Baseball’s popularity is sagging and the warm weather states have a big advantage. It also doesn’t fair well monetarily outside of MLB.

That’s why I’m deciding on basketball. It’s indoors, played in all states, and will allow for the underdog to sneak up. I’m not going to sleep on Iowa’s Heinrich, Collision, and Korver or Alaska’s Boozer, Chalmers, and Trajan Langdon (still going strong in Europe). But I like even better the thoughts of Rose, Wade, Marion, Igodala, and Brian Cardinal teaming up for Illinois. Finally, Wade has the supporting cast to win a championship!

How this Competition will Work

The idea is that this tournament could be played in the summer during the odd number years (so it doesn’t coincide with the FIBA World Championships or Olympics). The competition would start with a regional pool play competition (so you play your neighbors), with the top two teams from each region advancing to the national playoffs until a champion is crowned. Much like the format of the World Cup.

Ideally, a 16 team knock phase works best. Therefore we need to divide the 50 states into eight regional groups. Yes some regions seem tougher than others, but the point is to see who is the best state amongst neighbors. I have divided these for you.

Northeast
Mid-Atlantic Southeast Midwest Mid-South Plains Southwest Northwest
ME NY NC MN MO TX CA AK
NH NJ SC WI KY OK NV WA
VT PA GA IA TN KS AZ OR
MA DE FL IL LA NE NM ID
RI MD AL IN AR SD UT MT
CT VA MS MI WV ND HI WY
OH CO

So in each group, each state plays the other states in their region once.
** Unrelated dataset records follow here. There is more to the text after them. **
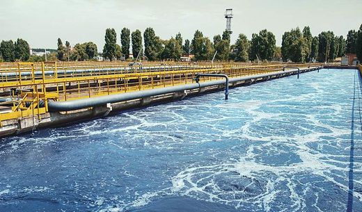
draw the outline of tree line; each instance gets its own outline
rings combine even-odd
[[[321,32],[313,36],[309,26],[303,30],[292,28],[284,33],[281,47],[276,47],[273,33],[267,29],[253,33],[251,39],[241,33],[235,44],[230,42],[230,34],[223,31],[211,40],[196,30],[193,39],[182,39],[181,33],[168,40],[157,36],[152,28],[147,28],[143,33],[136,29],[132,32],[127,28],[120,31],[120,44],[117,44],[117,33],[114,28],[106,30],[105,44],[101,55],[106,59],[128,59],[132,53],[134,58],[145,57],[148,60],[166,58],[180,60],[182,54],[194,54],[195,60],[279,60],[306,63],[311,61],[333,61],[345,54],[356,54],[362,61],[362,24],[358,31],[351,30],[346,39],[337,36],[332,31]],[[76,44],[73,47],[66,41],[65,45],[58,39],[58,49],[49,59],[58,60],[87,60],[97,55],[97,47],[92,42]],[[215,54],[216,53],[216,54]],[[52,54],[51,54],[52,55]],[[22,39],[2,41],[0,56],[3,61],[34,60],[30,56],[29,44]],[[39,59],[39,58],[38,58]],[[40,58],[41,60],[41,58]]]
[[[306,63],[312,61],[331,62],[337,57],[345,54],[356,54],[362,60],[362,25],[359,30],[351,30],[347,35],[336,36],[332,31],[323,31],[317,36],[313,36],[309,26],[302,31],[298,27],[285,32],[282,38],[281,47],[276,45],[276,38],[273,33],[267,29],[259,33],[253,33],[251,40],[248,40],[244,34],[239,34],[235,44],[230,44],[230,35],[224,31],[222,35],[214,36],[212,41],[196,30],[191,40],[182,40],[179,33],[175,38],[162,40],[157,36],[152,28],[147,28],[143,33],[143,39],[139,30],[130,33],[129,28],[121,31],[120,42],[122,47],[117,47],[117,35],[113,28],[106,31],[106,44],[103,49],[105,58],[118,58],[117,49],[120,54],[127,59],[132,46],[134,57],[140,52],[149,60],[174,58],[180,60],[182,54],[192,54],[196,60],[210,60],[215,53],[216,60],[272,60],[282,59],[283,61]],[[144,50],[143,49],[144,42]]]

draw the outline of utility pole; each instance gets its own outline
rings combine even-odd
[[[328,58],[327,57],[327,54],[328,54],[328,49],[329,49],[329,40],[328,40],[328,38],[326,38],[326,60],[324,60],[324,62],[326,63],[326,59]]]
[[[233,31],[231,31],[231,19],[233,17],[233,9],[226,9],[226,11],[225,11],[225,18],[226,19],[226,31],[230,34],[233,33]]]

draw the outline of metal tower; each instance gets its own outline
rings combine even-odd
[[[226,19],[226,31],[230,34],[233,33],[231,31],[231,19],[233,18],[233,9],[226,9],[225,11],[225,18]]]

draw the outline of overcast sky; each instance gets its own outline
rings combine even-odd
[[[362,24],[362,0],[0,0],[0,40],[25,39],[32,48],[56,48],[61,38],[72,46],[93,41],[102,51],[107,28],[152,27],[162,39],[180,32],[192,39],[196,29],[210,38],[226,28],[225,9],[233,8],[232,40],[267,28],[277,45],[285,31],[310,26],[313,35],[333,31],[345,38]]]

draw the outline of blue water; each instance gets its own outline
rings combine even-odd
[[[1,211],[362,211],[356,71],[0,140]]]

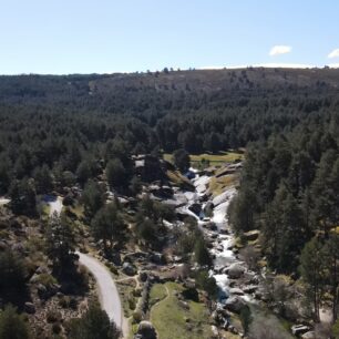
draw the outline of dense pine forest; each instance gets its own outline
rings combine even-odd
[[[37,218],[38,195],[80,185],[88,223],[100,229],[114,219],[121,228],[107,237],[123,239],[121,213],[103,207],[93,181],[104,168],[111,187],[136,196],[135,156],[229,150],[245,150],[228,210],[234,232],[242,239],[258,229],[268,269],[302,278],[315,321],[323,300],[336,320],[339,70],[0,76],[0,196],[11,198],[16,215]],[[185,172],[187,162],[175,165]],[[151,163],[150,183],[155,171]],[[172,210],[150,204],[143,201],[140,209],[154,224],[171,219]],[[138,235],[156,248],[153,234],[162,230],[147,226]]]

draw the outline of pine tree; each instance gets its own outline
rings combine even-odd
[[[31,338],[29,327],[14,307],[7,306],[0,311],[0,339],[29,338]]]

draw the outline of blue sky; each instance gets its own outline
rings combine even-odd
[[[337,0],[0,0],[0,73],[339,65],[338,16]]]

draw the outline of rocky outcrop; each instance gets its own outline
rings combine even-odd
[[[227,298],[225,302],[226,309],[230,310],[232,312],[239,314],[242,309],[246,306],[246,301],[238,296],[230,296]]]
[[[230,279],[239,279],[244,276],[245,267],[238,263],[234,263],[225,271]]]

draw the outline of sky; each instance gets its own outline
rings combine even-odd
[[[0,0],[0,74],[339,66],[338,0]]]

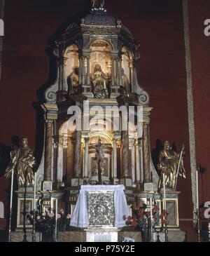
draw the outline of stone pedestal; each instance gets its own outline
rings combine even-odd
[[[84,184],[84,180],[75,177],[71,179],[71,187],[78,187]]]
[[[24,233],[22,230],[17,230],[16,231],[11,232],[11,241],[13,243],[22,242]],[[32,230],[27,231],[27,239],[28,242],[32,242]],[[35,236],[36,242],[41,242],[41,235],[39,232],[36,233]]]

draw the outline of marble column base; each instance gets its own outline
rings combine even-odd
[[[146,191],[153,191],[153,182],[146,182],[144,184],[144,190]]]
[[[124,177],[120,179],[120,184],[125,187],[132,187],[132,180],[130,177]]]
[[[74,177],[71,179],[71,187],[78,187],[84,184],[84,180],[79,177]]]
[[[44,180],[42,183],[42,190],[43,191],[52,190],[52,184],[53,182],[52,181]]]

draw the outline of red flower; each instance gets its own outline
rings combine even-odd
[[[145,215],[146,217],[150,216],[150,212],[145,212]]]
[[[139,216],[139,220],[144,220],[144,215],[141,214],[141,215]]]
[[[128,216],[127,220],[130,222],[132,220],[132,217],[130,216]]]
[[[166,220],[162,220],[162,224],[166,224]]]
[[[138,222],[132,222],[132,227],[137,227],[138,226]]]
[[[162,210],[162,214],[163,214],[164,215],[167,215],[167,210]]]

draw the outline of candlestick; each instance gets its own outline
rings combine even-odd
[[[200,242],[200,216],[199,216],[198,170],[197,169],[196,170],[196,209],[197,209],[198,242]]]
[[[14,183],[14,170],[13,170],[13,171],[12,171],[12,179],[11,179],[9,235],[8,235],[8,241],[9,242],[11,242],[11,222],[12,222],[12,213],[13,213],[13,183]]]
[[[151,242],[153,241],[153,198],[150,198],[150,224],[151,224]]]
[[[196,208],[199,209],[199,196],[198,196],[198,170],[196,170]]]
[[[36,173],[34,173],[34,217],[33,217],[33,234],[32,234],[32,241],[33,242],[36,242]]]
[[[163,210],[166,210],[166,195],[165,195],[165,176],[164,173],[163,173],[162,175],[163,177],[163,195],[164,195],[164,199],[163,199]]]
[[[57,199],[55,201],[55,240],[57,242]]]

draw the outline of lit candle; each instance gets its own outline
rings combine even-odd
[[[153,198],[150,198],[150,223],[151,223],[151,241],[153,241]]]
[[[11,191],[10,191],[10,205],[9,235],[8,235],[9,242],[11,242],[11,222],[12,222],[12,213],[13,213],[13,183],[14,183],[14,170],[13,169],[12,180],[11,180]]]
[[[34,173],[34,211],[36,210],[36,173]],[[34,214],[35,215],[35,214]]]
[[[55,201],[55,239],[57,242],[57,199]]]
[[[163,173],[162,175],[162,177],[163,177],[163,196],[164,196],[164,199],[163,199],[163,210],[166,210],[166,196],[165,196],[165,177],[164,177],[164,173]]]
[[[13,171],[12,171],[12,180],[11,180],[11,191],[10,191],[10,210],[13,208],[13,183],[14,183],[14,170],[13,170]]]
[[[196,208],[199,210],[199,197],[198,197],[198,170],[196,170]]]

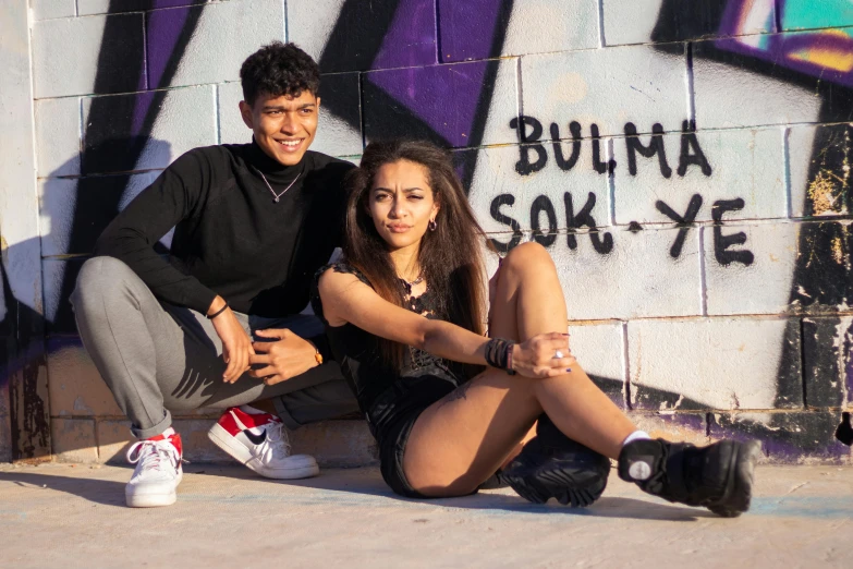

This stage would take two weeks (with a game every other day) at a site within each region (reducing travel). The knock-out rounds will occur over the third and fourth weeks of the competition. This is how the final bracket will be set up:

I believe this yet to be named competition (maybe States Rights B-Ball Blowout?) would be fun. I even think it has a market to make some serious news and money. Also, please think of how comically and irrationally the fans will take this competition. If an Alabama fan would poison the trees on in-state’s Auburn’s campus, just think of the extreme measure they would take against Florida, Georgia, or Mississippi! (I’m not to promoting vandalism or violence between fans. This is actually quite sad.)

To wrap up I would love to hear your thoughts on if you feel this competition sounds interesting enough and if you feel it can succeed…

4 Responses to The Right for States to Compete Against Each Other

  1. Troy

    I love this idea of states vs states. It would be exciting and even non sports fans would tune in to cheer on their state.

    Would only professional athletes be able to join the team? or could college athletes jump in if needed/wanted?

    In my case, I lived in TN for 9 years and IL for 9ish years… do I choose the state I play for?

    • Brandon

      @troy: The idea is that the best twelve from your state regardless of age or status (professional, college, amateur, part-timers, semi-pros, rec-leaguers, high schoolers etc) can compete.

      In your case, I’ve seen you play ball and I don’t think you have to worry about making a decision (sorry.).

      But I think the rule should state “A player may play with either the state in which they were born or the state they lived in the most before turning 18, but once the intention is declared they can’t switch.” This should effectively stop players from taking up residence in a new state 30 days before the tournament.

      So in your case you would get a choice between TN or IL, but choose wisely.

  2. Kyle Collins

    What about the smaller states? Montana’s team will be composed of Adam Morrison, his giant knee brace, and….Ted Kazinski? :)

  3. @kyle collins: Really, it gives new meaning to Montana being “explosive”. This is why the regionals are important. Montana would be comparable talent-wise to Wyoming and its a border clash, so they would play a decent game at least.